As a consequence, the union is calling on government to prioritise education in her budgeting to provide technological infrastructure and equipment including provision of tablets to students and teachers.
“Government should invest vigorously in internet connectivity in schools and teacher’s residences if the concept of flexi-hours and virtual learning were to be achieved and have desired results,” Radikolo said.
Radikolo told journalists that COVID-19 is likely to negatively affect final year results saying that the students would sit for the final examinations having not covered enough ground in terms of curriculum coverage.
“This is so because there wasn’t any catch up plan that was put in place to recover the lost time by students.

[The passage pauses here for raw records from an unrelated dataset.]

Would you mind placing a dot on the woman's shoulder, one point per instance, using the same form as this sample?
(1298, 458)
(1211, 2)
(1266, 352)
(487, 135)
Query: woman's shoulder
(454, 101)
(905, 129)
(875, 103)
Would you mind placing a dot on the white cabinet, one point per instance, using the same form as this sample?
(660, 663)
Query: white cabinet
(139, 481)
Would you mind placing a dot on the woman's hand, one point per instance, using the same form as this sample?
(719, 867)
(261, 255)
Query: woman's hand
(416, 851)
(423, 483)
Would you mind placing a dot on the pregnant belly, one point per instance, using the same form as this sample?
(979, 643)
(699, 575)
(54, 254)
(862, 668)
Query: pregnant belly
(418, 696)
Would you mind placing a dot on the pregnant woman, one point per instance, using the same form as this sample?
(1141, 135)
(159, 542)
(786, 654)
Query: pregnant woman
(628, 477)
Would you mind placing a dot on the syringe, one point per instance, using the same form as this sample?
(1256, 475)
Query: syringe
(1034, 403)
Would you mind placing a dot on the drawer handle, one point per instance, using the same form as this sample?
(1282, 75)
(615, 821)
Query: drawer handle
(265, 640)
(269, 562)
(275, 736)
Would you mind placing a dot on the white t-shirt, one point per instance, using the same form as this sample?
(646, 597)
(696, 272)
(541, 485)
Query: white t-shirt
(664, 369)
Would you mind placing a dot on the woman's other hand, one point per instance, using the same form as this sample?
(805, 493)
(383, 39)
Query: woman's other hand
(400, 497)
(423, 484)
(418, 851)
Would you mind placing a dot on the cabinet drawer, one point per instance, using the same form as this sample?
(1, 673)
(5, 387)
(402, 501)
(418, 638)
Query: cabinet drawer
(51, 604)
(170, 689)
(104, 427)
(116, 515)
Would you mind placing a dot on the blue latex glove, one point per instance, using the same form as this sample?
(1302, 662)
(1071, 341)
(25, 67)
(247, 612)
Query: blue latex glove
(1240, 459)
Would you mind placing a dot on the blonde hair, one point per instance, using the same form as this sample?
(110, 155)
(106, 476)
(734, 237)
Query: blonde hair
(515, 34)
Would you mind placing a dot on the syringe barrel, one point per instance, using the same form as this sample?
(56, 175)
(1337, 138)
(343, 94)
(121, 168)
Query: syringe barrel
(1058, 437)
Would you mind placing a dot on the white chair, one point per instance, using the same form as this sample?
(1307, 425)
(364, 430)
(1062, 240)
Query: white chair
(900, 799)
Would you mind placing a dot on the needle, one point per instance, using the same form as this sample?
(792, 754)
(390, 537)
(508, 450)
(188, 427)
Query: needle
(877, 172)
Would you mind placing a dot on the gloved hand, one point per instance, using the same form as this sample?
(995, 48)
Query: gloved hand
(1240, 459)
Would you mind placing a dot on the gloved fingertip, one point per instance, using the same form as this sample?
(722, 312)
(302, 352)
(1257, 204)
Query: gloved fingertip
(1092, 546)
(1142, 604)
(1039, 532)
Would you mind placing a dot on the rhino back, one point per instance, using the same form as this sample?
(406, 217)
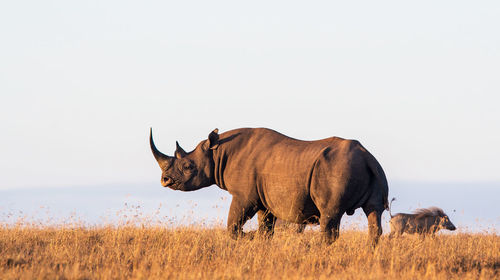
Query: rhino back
(278, 172)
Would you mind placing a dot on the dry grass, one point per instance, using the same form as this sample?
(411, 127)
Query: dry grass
(196, 253)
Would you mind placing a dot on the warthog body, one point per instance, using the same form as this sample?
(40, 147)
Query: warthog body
(422, 221)
(280, 177)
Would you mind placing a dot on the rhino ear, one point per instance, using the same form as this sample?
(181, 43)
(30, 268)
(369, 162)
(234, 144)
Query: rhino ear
(179, 151)
(213, 139)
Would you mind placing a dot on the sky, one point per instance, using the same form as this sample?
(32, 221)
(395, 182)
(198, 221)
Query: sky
(81, 83)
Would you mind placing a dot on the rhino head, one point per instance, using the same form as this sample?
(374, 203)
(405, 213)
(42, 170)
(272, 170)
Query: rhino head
(187, 171)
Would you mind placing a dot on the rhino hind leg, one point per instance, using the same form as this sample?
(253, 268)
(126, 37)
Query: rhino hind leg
(239, 213)
(329, 226)
(267, 221)
(301, 228)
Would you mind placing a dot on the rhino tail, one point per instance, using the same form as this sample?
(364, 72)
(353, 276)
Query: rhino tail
(379, 181)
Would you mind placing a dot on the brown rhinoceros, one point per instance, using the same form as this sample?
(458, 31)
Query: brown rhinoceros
(280, 177)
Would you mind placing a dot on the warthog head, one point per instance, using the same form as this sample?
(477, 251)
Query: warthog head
(187, 171)
(445, 223)
(441, 219)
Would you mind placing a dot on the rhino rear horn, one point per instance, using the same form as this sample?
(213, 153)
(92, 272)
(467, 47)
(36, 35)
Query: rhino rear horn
(160, 157)
(213, 139)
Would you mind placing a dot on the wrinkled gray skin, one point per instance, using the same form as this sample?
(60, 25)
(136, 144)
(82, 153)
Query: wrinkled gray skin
(426, 221)
(280, 177)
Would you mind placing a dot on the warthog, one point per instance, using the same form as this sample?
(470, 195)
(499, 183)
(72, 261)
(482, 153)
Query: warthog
(276, 176)
(422, 221)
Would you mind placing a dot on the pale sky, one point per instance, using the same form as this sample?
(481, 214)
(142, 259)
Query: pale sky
(81, 82)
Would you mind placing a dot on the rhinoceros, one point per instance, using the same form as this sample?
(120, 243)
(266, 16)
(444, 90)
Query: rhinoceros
(276, 176)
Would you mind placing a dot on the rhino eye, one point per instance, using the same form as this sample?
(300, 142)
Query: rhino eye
(188, 166)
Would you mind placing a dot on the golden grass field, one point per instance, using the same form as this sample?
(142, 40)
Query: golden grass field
(135, 252)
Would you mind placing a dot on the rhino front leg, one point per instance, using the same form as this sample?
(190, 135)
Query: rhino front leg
(267, 221)
(239, 213)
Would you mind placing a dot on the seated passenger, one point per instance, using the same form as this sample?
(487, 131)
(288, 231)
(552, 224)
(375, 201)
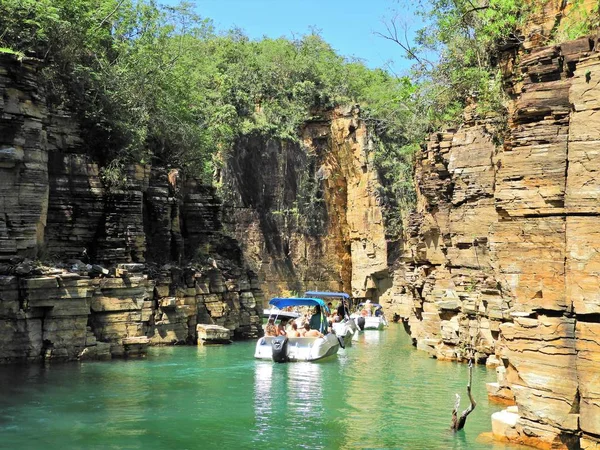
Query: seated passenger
(271, 329)
(311, 333)
(318, 321)
(281, 328)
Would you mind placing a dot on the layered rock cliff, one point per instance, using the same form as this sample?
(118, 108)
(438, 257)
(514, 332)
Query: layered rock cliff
(307, 213)
(88, 270)
(502, 251)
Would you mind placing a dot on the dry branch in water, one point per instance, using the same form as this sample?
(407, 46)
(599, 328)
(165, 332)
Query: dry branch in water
(458, 423)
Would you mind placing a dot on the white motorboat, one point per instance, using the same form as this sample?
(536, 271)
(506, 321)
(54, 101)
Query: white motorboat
(369, 316)
(345, 330)
(347, 327)
(284, 349)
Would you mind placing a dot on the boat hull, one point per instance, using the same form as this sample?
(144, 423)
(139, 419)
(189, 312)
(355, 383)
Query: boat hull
(300, 349)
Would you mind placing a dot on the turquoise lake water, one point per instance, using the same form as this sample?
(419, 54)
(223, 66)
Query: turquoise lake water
(379, 393)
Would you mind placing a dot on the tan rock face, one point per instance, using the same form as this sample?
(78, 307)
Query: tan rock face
(54, 206)
(307, 215)
(502, 253)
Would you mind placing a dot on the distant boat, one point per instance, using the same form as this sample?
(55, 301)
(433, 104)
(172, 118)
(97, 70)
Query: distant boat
(347, 327)
(284, 349)
(375, 321)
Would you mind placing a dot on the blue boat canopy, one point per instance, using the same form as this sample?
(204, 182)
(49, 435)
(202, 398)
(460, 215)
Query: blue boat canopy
(326, 294)
(282, 302)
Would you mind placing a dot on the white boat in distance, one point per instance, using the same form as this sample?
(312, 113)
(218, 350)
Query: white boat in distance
(284, 349)
(376, 321)
(347, 327)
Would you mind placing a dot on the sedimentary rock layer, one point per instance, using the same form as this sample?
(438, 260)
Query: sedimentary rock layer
(502, 254)
(89, 270)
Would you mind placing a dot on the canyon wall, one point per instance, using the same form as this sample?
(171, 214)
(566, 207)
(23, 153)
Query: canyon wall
(501, 256)
(90, 271)
(307, 214)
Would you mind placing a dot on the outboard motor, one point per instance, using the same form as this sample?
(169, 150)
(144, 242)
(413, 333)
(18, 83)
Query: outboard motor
(279, 347)
(361, 323)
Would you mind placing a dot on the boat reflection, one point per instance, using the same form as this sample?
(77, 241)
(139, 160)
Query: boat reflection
(263, 394)
(372, 336)
(288, 396)
(305, 391)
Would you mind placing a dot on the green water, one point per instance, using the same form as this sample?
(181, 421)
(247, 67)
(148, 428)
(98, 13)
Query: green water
(380, 393)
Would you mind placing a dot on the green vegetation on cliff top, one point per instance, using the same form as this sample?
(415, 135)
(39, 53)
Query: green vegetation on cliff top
(159, 84)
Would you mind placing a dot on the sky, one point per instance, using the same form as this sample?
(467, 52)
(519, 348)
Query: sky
(349, 26)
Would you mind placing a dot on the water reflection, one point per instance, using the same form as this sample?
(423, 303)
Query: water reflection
(305, 391)
(263, 395)
(372, 336)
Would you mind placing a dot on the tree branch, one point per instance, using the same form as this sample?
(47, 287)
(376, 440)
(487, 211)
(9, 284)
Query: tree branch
(458, 423)
(110, 15)
(392, 35)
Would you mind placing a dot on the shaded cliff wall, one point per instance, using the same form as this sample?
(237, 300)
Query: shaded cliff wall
(502, 253)
(88, 271)
(307, 213)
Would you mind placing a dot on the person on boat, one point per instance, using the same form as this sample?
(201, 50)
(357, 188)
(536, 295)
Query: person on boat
(281, 328)
(342, 310)
(367, 308)
(308, 332)
(318, 321)
(294, 331)
(271, 329)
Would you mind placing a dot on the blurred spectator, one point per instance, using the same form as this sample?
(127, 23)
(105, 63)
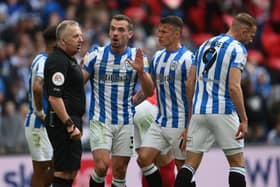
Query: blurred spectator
(22, 22)
(257, 74)
(274, 134)
(257, 113)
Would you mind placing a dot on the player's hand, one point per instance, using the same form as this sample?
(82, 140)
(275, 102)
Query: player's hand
(183, 140)
(81, 63)
(74, 132)
(242, 130)
(40, 115)
(138, 63)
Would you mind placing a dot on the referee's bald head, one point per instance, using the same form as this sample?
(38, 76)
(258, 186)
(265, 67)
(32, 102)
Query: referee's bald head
(49, 34)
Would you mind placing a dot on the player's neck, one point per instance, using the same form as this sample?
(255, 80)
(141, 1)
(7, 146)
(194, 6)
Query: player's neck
(174, 47)
(118, 50)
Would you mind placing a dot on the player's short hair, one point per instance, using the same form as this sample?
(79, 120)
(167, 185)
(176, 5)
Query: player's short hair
(49, 34)
(62, 25)
(243, 19)
(175, 21)
(121, 17)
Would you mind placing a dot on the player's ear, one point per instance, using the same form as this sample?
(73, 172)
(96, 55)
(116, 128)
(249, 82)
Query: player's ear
(130, 34)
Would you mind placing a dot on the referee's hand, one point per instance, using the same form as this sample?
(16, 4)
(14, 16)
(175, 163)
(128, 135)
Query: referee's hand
(74, 132)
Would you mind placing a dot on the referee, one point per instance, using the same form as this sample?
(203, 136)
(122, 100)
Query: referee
(66, 97)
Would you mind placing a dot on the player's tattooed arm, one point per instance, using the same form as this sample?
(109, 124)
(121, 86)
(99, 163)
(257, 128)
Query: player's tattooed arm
(139, 97)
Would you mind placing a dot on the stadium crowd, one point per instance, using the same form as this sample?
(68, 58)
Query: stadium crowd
(22, 23)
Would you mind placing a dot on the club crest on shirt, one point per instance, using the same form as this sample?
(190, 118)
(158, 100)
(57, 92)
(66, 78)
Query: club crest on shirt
(128, 66)
(58, 79)
(173, 65)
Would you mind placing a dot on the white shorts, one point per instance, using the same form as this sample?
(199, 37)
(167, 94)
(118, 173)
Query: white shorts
(116, 138)
(143, 118)
(164, 139)
(206, 129)
(38, 142)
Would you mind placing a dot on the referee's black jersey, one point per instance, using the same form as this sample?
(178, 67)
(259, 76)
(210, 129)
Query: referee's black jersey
(64, 78)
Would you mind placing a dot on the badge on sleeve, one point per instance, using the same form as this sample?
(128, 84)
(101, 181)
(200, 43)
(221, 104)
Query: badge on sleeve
(58, 79)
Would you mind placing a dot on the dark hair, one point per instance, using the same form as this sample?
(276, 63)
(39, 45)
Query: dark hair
(50, 34)
(121, 17)
(175, 21)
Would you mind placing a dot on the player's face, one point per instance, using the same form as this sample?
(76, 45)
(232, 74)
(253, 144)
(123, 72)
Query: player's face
(119, 35)
(167, 35)
(73, 39)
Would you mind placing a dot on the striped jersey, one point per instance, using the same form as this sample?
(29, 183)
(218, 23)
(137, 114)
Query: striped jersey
(170, 70)
(112, 82)
(36, 70)
(213, 61)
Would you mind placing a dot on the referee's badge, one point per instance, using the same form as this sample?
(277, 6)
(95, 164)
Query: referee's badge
(173, 65)
(58, 79)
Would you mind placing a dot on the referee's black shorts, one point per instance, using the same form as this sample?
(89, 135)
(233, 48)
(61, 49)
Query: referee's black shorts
(67, 152)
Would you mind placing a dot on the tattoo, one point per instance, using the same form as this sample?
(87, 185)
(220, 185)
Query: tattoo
(139, 97)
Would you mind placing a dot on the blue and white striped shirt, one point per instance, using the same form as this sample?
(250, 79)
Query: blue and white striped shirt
(213, 60)
(170, 71)
(112, 81)
(36, 70)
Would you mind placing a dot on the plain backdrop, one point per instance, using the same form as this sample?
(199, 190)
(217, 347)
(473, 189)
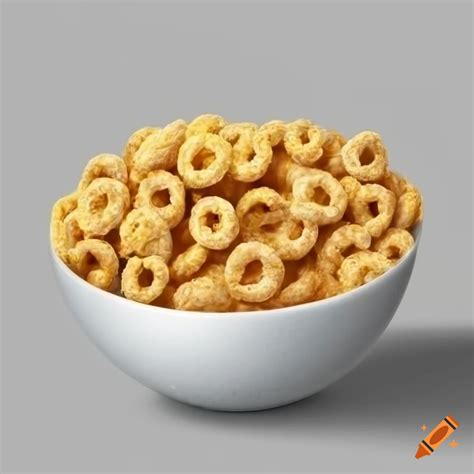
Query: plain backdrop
(79, 77)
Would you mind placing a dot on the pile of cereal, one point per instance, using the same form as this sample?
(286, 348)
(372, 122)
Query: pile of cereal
(218, 216)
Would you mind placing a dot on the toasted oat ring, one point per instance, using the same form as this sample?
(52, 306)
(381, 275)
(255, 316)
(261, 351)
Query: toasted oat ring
(331, 256)
(72, 230)
(301, 290)
(135, 142)
(102, 206)
(386, 202)
(292, 238)
(157, 181)
(365, 147)
(409, 209)
(202, 178)
(103, 166)
(331, 159)
(101, 269)
(266, 137)
(254, 207)
(206, 123)
(362, 267)
(188, 263)
(245, 166)
(133, 289)
(144, 232)
(273, 272)
(264, 216)
(160, 149)
(205, 293)
(305, 154)
(217, 235)
(303, 193)
(59, 238)
(394, 243)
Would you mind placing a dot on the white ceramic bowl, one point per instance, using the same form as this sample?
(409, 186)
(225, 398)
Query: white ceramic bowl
(238, 361)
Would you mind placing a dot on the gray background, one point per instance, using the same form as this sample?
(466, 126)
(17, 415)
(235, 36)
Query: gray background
(79, 77)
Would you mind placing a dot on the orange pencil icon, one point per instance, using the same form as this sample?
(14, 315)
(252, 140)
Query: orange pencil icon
(441, 433)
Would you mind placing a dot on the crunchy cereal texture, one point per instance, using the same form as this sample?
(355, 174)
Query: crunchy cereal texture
(220, 217)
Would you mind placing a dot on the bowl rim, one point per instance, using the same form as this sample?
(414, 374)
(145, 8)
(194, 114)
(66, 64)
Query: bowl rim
(276, 312)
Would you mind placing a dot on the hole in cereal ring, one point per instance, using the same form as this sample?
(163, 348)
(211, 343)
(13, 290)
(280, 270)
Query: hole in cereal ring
(304, 137)
(367, 156)
(320, 196)
(349, 251)
(113, 237)
(161, 198)
(296, 230)
(212, 221)
(374, 208)
(394, 252)
(145, 278)
(203, 159)
(99, 203)
(90, 261)
(253, 273)
(233, 140)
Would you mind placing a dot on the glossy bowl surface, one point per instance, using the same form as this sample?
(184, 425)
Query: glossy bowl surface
(238, 361)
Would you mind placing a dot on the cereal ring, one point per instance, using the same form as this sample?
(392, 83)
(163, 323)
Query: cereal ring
(139, 285)
(95, 261)
(206, 123)
(160, 150)
(331, 159)
(409, 209)
(378, 220)
(72, 230)
(362, 267)
(342, 240)
(271, 279)
(291, 238)
(304, 142)
(300, 289)
(186, 264)
(192, 147)
(264, 140)
(394, 243)
(241, 306)
(172, 208)
(205, 293)
(255, 205)
(245, 166)
(135, 142)
(103, 166)
(216, 235)
(102, 206)
(365, 157)
(304, 194)
(351, 186)
(264, 217)
(143, 232)
(165, 300)
(59, 237)
(227, 188)
(182, 238)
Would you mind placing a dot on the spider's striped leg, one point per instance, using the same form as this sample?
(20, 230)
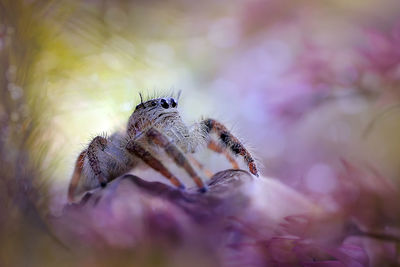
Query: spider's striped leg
(219, 149)
(161, 140)
(231, 142)
(200, 166)
(98, 143)
(136, 149)
(76, 176)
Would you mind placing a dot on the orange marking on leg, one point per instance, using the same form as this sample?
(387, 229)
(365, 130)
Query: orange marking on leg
(230, 141)
(217, 148)
(161, 140)
(154, 163)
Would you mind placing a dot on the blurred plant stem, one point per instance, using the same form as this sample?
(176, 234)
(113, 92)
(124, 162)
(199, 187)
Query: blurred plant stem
(23, 109)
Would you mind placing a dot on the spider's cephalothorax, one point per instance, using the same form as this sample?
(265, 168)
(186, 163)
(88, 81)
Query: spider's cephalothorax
(154, 123)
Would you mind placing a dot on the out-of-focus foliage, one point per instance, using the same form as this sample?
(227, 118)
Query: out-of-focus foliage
(312, 85)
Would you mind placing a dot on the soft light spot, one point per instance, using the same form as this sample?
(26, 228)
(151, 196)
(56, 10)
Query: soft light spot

We warn that this year’s final examination results would dwindle,” he said.
The Union, which is an affiliate of Botswana Federation of Public, Private and Parastatal Union (BOFEPUSU), also indicated that COVID-19’s presence as a pandemic has complicated the role of a teacher in a school environment, saying a teacher’s role has not only transcended beyond just facilitating teaching and learning, but rather, a teacher in this COVID-19 era, is also called upon to enforce the COVID-19 preventative protocols in the school environment.
“This is an additional role in the duty of a teacher that needs to be recognized by the employers. Teachers by virtue of working in a congested school environment have become highly exposed and vulnerable to COVID-19, hence the reason why BOSETU would like teachers to be regarded as the frontline workers with respect to COVID-19,” says Radikolo.
BOSETU noted that the pandemic has in large scales found its way into most of the school environments, as in thus far more than 50 schools have been affected by COVID-19. The Union says this is quite a worrying phenomenon.
“As we indicated before when we queried that schools were not ready for re-opening, it has now come to pass that our fears were not far-fetched. This goes out to tell that there is deficiency in our schools when it comes to putting in place preventative protocols. In our schools, hygiene is compromised by mere absence of sanitizers, few hand-washing stations, absence of social distancing in classes,” the Union leader said.
Furthermore, Radikolo stressed that the shifting system drastically increased the workload for teachers especially in secondary schools. He says teachers in these schools experience very high loads to an extent that some of them end up teaching up to sixty four periods per week, adding that this has not only fatigued teachers, but has also negatively affected their performance and the quality of teaching.
In what the Union sees as failure to uphold and honour collective agreements by government, owing to the shift system introduced at primary schools, government is still in some instances refusing to honour an agreement with the Unions to hire more teachers to take up the extra classes.
“BOSETU notes with disgruntlement the use of pre-school teachers to teach in the mainstream schools with due regard for their specific areas of training and their job descriptions. This in our view is a variation of the terms of employment of the said teachers,” says Radikolo.
The Union has called on government to forthwith remedy this situation and hire more teachers to alleviate this otherwise unhealthy situation. BOSETU also expressed concerns of some school administrators who continuously run institutions with iron fists and in a totalitarian way.
“We have a few such hot spot schools which the Union has brought to attention the Ministry officials such as Maoka JSS, Artesia JSS, and Dukwi JSS. We are worried that the Ministry becomes sluggish in taking action against such errant school administration. In instances where action is taken, such school administrators are transferred and rotated around schools.”